La genèse du film en témoigne. A l’origine, la guerre du Golfe et cette conviction immédiate que, selon le mot de l’historien des médias Philip Knightley, « la première victime de la guerre, c’est la vérité ». Mais cette guerre-éclair est derrière nous et, entre-temps, il y eut la Bosnie. Or Sarajevo n’est pas Ryad ou Bagdad, et l’on en revient changé, différent, comme décalé. Ophüls, qui se méfie des gloses complaisantes où l’on tenterait d’affadir son propos, l’explique lui-même dans l’interview qui tient lieu de dossier de presse : « Hôtel Terminus ne m’a pas fait changer d’opinion sur Barbie. Idem pour la chute du mur de Berlin, dans November Days. Cette fois, en revanche, ce fut différent. Je suis parti à Sarajevo dès que j’ai eu un peu d’argent, pensant qu’un seul voyage suffirait. En rentrant du premier, je savais qu’il en faudrait d’autres. J’en ai fait six. Voilà. Le point de départ est là : un cinéaste de documentaires qui a son petit sujet se retrouve entraîné dans la tragédie la plus caractéristique de notre culture de la fin du siècle. Et ça non plus, je ne l’avais pas prévu. »

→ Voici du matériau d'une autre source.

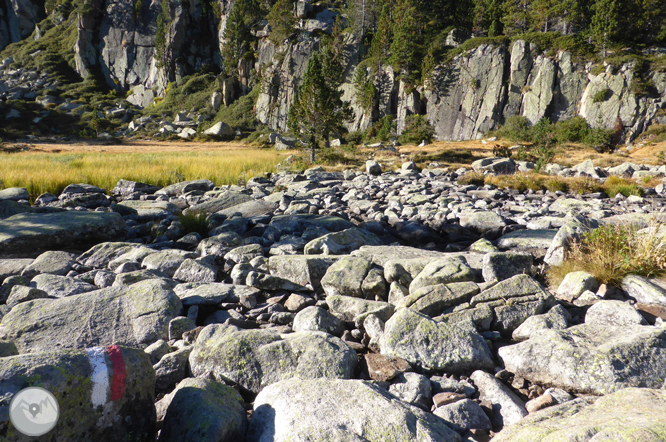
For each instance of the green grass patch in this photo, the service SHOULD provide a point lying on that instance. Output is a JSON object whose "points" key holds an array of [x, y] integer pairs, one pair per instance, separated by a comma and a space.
{"points": [[612, 252]]}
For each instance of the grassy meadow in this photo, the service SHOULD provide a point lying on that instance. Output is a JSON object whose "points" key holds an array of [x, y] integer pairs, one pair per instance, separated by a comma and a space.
{"points": [[51, 172]]}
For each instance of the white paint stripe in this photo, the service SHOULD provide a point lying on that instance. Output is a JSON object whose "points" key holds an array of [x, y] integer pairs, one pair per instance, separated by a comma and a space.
{"points": [[99, 376]]}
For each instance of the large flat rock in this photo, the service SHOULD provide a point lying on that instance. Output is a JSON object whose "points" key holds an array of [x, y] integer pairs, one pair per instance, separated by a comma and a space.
{"points": [[256, 358], [80, 380], [629, 415], [591, 358], [29, 234], [133, 316], [342, 411]]}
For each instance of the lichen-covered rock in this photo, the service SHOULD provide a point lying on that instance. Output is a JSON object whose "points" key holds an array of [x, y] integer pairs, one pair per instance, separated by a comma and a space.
{"points": [[512, 301], [433, 300], [317, 319], [507, 408], [256, 358], [300, 411], [557, 318], [300, 269], [434, 346], [31, 233], [591, 358], [345, 277], [132, 316], [352, 309], [442, 271], [102, 393], [204, 410], [339, 243], [628, 415], [52, 262], [60, 286]]}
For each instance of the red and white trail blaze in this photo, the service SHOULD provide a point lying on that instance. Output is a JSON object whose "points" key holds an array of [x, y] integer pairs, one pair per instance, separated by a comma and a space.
{"points": [[100, 374]]}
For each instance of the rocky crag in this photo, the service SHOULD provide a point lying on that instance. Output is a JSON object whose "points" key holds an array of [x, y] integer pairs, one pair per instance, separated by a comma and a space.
{"points": [[463, 97], [361, 306]]}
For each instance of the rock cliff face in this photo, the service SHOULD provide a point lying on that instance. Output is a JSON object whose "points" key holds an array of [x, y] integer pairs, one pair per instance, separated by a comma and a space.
{"points": [[119, 38], [463, 98]]}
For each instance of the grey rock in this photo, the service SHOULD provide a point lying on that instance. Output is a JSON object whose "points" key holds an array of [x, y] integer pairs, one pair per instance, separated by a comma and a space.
{"points": [[21, 294], [483, 222], [198, 270], [185, 187], [613, 313], [67, 375], [345, 277], [157, 350], [13, 267], [501, 266], [52, 262], [434, 346], [204, 410], [300, 410], [463, 416], [14, 194], [412, 388], [591, 358], [30, 233], [60, 286], [257, 358], [340, 243], [442, 271], [165, 261], [619, 416], [350, 309], [317, 319], [557, 318], [131, 316], [507, 408], [171, 369]]}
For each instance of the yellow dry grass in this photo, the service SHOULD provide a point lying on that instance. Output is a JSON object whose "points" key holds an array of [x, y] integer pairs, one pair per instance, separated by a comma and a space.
{"points": [[50, 168]]}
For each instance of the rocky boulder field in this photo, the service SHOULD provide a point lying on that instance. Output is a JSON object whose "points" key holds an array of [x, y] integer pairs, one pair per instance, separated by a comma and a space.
{"points": [[334, 306]]}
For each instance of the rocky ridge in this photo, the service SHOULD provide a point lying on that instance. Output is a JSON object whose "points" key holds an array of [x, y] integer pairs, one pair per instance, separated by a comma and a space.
{"points": [[383, 306]]}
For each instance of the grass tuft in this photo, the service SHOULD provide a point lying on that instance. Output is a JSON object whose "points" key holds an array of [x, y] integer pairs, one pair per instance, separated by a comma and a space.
{"points": [[612, 252], [40, 172]]}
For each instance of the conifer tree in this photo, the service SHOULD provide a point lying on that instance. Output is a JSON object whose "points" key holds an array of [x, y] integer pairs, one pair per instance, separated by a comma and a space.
{"points": [[604, 23], [318, 108]]}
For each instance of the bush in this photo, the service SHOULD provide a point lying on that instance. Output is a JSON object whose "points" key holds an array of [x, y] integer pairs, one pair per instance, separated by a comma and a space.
{"points": [[194, 222], [601, 96], [612, 252], [515, 128], [417, 129], [472, 178]]}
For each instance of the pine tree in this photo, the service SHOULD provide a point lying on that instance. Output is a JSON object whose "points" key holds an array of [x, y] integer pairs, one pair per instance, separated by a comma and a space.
{"points": [[406, 47], [318, 108], [282, 21], [604, 23], [237, 35]]}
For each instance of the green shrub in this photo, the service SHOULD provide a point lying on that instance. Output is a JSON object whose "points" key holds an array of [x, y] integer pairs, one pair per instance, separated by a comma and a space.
{"points": [[417, 129], [601, 96], [612, 252]]}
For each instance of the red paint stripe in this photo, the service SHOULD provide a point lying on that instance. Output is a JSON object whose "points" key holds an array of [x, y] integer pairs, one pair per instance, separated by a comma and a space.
{"points": [[119, 373]]}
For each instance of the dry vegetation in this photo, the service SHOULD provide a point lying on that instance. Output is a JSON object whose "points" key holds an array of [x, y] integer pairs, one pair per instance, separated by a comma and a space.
{"points": [[612, 252], [50, 168]]}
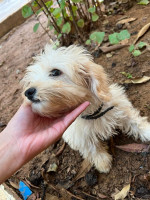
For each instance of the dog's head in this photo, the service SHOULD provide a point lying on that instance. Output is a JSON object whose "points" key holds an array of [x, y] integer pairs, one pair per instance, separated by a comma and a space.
{"points": [[60, 80]]}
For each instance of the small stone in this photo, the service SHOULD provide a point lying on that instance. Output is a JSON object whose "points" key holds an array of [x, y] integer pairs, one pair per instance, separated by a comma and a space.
{"points": [[119, 26], [91, 178], [113, 64], [134, 33], [18, 71], [108, 55]]}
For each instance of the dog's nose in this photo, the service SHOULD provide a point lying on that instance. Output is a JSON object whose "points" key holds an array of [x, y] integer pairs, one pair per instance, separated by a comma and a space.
{"points": [[29, 93]]}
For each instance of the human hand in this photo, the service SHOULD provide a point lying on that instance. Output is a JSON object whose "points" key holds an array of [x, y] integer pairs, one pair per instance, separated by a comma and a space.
{"points": [[28, 134]]}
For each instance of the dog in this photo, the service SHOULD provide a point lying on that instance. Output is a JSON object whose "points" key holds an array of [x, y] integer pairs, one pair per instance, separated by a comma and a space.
{"points": [[60, 80]]}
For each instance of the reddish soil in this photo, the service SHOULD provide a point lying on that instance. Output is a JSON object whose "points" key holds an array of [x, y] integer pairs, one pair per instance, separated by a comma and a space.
{"points": [[17, 49]]}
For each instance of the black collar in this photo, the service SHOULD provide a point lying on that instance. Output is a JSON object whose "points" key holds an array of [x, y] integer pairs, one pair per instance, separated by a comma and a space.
{"points": [[97, 114]]}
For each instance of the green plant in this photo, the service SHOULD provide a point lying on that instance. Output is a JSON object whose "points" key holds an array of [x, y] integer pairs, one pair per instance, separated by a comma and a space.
{"points": [[115, 38], [136, 50], [69, 18], [127, 75]]}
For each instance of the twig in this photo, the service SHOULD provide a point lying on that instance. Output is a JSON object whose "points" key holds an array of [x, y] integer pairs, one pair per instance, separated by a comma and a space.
{"points": [[60, 150], [55, 25], [41, 23], [74, 21]]}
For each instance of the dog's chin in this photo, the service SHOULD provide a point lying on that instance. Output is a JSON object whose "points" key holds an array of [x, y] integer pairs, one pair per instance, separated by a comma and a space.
{"points": [[49, 111]]}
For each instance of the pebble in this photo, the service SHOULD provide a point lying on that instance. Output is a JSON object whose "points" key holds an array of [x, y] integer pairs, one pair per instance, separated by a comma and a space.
{"points": [[18, 71], [113, 64], [91, 178], [108, 55]]}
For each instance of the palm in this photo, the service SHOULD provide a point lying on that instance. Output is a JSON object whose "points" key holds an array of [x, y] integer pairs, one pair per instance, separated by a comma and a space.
{"points": [[35, 133]]}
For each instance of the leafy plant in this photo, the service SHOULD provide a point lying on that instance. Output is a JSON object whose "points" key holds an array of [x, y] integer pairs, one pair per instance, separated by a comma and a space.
{"points": [[143, 2], [115, 38], [135, 50], [127, 75], [67, 18]]}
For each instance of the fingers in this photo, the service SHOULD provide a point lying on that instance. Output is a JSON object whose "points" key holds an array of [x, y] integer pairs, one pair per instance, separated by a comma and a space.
{"points": [[69, 118]]}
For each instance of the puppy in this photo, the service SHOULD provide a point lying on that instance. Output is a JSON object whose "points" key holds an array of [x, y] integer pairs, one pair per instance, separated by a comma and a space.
{"points": [[60, 80]]}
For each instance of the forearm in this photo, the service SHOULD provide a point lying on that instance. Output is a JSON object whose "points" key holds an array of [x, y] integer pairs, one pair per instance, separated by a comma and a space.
{"points": [[9, 157]]}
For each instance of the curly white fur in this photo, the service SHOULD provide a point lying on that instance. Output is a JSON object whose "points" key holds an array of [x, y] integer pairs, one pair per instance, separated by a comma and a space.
{"points": [[83, 80]]}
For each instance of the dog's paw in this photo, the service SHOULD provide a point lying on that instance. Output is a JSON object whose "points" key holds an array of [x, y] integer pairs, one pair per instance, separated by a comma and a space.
{"points": [[103, 162], [145, 135]]}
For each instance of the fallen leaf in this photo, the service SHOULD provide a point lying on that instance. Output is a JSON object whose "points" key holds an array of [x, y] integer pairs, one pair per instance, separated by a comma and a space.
{"points": [[14, 184], [102, 196], [144, 79], [123, 193], [142, 32], [106, 49], [134, 147], [52, 168], [124, 42], [51, 197], [85, 167], [102, 6], [123, 21], [60, 150]]}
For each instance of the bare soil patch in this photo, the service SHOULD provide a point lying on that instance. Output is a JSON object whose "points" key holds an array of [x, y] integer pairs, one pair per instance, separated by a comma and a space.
{"points": [[16, 51]]}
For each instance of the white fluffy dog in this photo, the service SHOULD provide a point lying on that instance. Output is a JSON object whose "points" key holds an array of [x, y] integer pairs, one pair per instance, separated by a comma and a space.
{"points": [[60, 80]]}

Six voyages au terme desquels Ophüls, par petites touches subtiles, sans pathos ni déclamation, nous lance une question terrible qui nous renvoie à nos responsabilités – de journalistes, de citoyens, de journalistes et/ou de citoyens. C’est la « question d’Auschwitz », posée par Philippe Noiret : « Et si l’on avait vu Auschwitz à la télé, est-ce que ça aurait changé quelque chose ? Non ça n’aurait rien changé, vu justement Sarajevo et la purification ethnique. » Ce serait un contre-sens d’imaginer dès lors qu’Ophüls s’est livré à un réquisitoire contre le journalisme, ses prudences et ses impuissances. S’il désigne clairement ses complaisances et ses fréquentations, ses mises en scène et ses dérobades, c’est en le prenant comme le révélateur de l’époque, de ce temps d’oubli et de ce monde d’indifférence.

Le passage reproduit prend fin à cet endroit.